Good Counterterrorism Is Cheap, and Expensive Counterterrorism Is Not Good

May 18, 2011 Topic: DefenseTerrorism Region: AfghanistanPakistan Blog Brand: The Skeptics

Good Counterterrorism Is Cheap, and Expensive Counterterrorism Is Not Good

The idea that Bin Laden's death was the product of America's massive defense expenditures is balderdash.

The Washington Post had an above-the-fold front page item on an advanced stealth drone that the CIA apparently used to monitor bin Laden’s compound in Abbottabad. According to the Post,

Using unmanned planes designed to evade radar detection and operate at high altitudes, the agency conducted clandestine flights over the compound for months before the May 2 assault in an effort to capture high-resolution video that satellites could not provide.

The aircraft allowed the CIA to glide undetected beyond the boundaries that Pakistan has long imposed on other U.S. drones, including the Predators and Reapers that routinely carry out strikes against militants near the border with Afghanistan.

[…]

The stealth drones were used on the night of the raid, providing imagery that President Obama and members of his national security team appear in photographs to have been watching as U.S. Navy SEALs descended on the compound shortly after 1 a.m. in Pakistan. The drones are also equipped to eavesdrop on electronic transmissions, enabling U.S. officials to monitor the Pakistani response.

The CIA never obtained a photograph of bin Laden at the compound or other direct confirmation of his presence before the assault, but the agency concluded after months of watching the complex that the figure frequently seen pacing back and forth was probably the al-Qaeda chief.

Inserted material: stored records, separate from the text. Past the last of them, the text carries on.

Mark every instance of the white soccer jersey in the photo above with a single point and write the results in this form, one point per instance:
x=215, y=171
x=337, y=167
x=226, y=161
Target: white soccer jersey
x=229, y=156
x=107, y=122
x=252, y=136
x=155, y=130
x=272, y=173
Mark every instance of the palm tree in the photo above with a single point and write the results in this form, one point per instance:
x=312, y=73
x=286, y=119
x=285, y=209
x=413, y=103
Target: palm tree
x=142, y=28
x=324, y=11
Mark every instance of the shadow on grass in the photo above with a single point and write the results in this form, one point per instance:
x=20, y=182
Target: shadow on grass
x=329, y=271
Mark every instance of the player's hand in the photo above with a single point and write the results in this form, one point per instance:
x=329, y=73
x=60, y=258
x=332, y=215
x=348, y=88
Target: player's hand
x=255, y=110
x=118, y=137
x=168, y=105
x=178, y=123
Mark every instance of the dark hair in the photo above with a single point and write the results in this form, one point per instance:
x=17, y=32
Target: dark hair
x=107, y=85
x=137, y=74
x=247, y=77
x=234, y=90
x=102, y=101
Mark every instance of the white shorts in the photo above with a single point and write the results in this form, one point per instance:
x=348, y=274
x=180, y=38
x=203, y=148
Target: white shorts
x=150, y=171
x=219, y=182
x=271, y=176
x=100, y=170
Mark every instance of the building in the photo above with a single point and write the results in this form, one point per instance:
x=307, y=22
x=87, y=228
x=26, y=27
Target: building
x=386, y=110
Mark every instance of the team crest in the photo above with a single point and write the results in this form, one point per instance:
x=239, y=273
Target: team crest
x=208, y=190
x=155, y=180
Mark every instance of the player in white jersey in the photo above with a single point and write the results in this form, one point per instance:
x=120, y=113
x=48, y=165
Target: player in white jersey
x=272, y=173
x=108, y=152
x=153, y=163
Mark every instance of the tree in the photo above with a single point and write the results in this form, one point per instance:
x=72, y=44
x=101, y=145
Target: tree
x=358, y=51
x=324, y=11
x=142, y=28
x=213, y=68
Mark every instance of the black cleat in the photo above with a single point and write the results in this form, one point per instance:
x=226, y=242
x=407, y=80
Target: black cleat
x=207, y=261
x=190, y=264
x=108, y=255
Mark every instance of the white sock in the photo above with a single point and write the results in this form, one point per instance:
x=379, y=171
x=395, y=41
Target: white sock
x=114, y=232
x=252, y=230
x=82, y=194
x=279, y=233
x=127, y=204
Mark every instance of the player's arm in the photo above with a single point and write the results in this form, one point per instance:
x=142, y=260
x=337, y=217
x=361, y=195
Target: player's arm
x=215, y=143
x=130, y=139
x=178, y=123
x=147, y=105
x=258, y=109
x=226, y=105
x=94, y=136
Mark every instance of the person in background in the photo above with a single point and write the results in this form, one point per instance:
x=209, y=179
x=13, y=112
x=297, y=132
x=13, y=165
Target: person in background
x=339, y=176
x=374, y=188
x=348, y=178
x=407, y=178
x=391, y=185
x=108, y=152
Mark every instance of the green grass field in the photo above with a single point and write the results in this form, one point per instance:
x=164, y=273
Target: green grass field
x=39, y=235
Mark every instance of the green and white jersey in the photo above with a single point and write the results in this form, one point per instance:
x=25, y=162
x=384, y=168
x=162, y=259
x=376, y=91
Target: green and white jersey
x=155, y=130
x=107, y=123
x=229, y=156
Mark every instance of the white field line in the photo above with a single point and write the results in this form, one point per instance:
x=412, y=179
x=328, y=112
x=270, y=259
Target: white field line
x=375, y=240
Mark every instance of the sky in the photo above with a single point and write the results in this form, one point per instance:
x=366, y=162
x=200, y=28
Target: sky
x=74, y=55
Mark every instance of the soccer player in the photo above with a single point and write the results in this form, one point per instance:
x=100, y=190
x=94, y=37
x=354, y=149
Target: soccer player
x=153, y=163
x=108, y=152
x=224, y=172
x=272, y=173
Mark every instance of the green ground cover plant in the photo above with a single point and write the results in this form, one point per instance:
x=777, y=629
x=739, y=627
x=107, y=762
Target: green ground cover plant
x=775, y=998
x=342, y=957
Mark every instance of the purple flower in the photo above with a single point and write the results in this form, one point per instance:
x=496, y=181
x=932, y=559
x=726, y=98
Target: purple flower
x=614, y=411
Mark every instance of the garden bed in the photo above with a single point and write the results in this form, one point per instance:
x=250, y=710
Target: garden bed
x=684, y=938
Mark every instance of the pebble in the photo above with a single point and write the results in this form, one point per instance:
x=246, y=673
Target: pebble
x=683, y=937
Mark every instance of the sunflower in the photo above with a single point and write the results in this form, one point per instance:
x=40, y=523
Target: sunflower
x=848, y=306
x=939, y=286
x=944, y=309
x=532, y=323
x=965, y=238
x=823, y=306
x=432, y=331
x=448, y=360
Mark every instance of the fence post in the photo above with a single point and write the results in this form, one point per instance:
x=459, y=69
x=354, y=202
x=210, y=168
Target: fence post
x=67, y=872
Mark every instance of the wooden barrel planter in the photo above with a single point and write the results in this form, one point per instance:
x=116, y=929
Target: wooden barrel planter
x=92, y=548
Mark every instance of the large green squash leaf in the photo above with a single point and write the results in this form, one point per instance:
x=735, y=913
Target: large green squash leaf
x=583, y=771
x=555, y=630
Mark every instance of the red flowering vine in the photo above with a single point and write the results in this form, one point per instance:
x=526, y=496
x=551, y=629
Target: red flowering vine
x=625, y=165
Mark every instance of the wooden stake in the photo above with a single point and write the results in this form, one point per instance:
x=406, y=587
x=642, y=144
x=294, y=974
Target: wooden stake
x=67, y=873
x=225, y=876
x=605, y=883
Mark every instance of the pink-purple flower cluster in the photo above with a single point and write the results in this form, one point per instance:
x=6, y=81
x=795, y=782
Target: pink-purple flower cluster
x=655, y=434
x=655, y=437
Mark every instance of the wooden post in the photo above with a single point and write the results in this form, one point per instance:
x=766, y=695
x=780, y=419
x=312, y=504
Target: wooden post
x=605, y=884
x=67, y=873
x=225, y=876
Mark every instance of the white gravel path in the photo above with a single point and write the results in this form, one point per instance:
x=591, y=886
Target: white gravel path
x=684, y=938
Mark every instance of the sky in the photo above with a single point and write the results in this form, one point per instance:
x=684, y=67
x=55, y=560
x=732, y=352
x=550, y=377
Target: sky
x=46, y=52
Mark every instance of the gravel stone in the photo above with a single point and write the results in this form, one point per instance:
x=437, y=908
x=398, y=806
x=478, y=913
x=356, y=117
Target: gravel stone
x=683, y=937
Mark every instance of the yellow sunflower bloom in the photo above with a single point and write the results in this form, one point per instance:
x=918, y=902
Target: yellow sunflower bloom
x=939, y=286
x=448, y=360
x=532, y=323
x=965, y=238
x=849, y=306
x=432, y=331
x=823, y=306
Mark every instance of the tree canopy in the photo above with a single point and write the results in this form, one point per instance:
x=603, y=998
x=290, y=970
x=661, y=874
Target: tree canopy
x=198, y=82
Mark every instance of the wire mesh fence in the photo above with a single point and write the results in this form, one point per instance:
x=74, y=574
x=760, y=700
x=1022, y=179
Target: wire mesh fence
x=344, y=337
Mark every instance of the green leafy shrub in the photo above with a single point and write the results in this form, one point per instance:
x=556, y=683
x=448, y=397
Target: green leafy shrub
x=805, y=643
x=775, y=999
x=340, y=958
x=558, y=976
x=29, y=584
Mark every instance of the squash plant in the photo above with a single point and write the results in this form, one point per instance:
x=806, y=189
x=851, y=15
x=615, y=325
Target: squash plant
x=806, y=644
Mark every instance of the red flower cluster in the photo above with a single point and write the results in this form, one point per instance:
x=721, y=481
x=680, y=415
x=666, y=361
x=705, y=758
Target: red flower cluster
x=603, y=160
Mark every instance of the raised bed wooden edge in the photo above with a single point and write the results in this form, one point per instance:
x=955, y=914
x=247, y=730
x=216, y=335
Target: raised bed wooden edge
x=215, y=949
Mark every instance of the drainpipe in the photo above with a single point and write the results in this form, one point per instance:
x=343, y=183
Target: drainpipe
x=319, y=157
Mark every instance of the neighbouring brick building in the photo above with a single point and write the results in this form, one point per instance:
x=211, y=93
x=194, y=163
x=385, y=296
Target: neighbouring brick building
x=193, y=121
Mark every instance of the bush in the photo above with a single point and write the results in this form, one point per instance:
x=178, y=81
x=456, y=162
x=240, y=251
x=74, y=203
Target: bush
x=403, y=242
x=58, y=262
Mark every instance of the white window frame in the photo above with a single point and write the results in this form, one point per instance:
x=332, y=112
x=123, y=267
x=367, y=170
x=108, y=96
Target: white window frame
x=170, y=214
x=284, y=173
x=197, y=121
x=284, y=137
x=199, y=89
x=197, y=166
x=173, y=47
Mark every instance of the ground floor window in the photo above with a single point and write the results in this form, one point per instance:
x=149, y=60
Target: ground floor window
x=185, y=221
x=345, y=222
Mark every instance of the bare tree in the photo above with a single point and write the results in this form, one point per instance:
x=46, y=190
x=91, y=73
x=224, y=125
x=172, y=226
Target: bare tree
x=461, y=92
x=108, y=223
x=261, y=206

This highlights one of the under-appreciated realities of dealing with terrorism: the best ways of dealing with it are often cheap and not particularly emotionally satisfying. In recent weeks I have heard former Bush administration officials and read neoconservative think tankers suggesting that bin Laden’s death was somehow the product of America’s massive defense expenditures.

Balderdash.

The vast, swaying bulk of America’s military has absolutely nothing to do with effectively combating terrorism—including the large land armies that we deploy to Muslim countries in efforts to destroy and then reconstitute their states.

Rather, effective counterterrorism is best conducted with relatively cheap means, like patient intelligence work, including cooperation with foreign intelligence services when available, standoff platforms like the RQ-170 discussed in the Post article, and small teams of direct actors like SEAL Team 6.

If people want to defend the fact that Washington spends over $700 billion per year on its military—in spite of the fact that no state or other actor threatens us in a way that requires spending anywhere close to that—they really ought to find a different rationale than terrorism.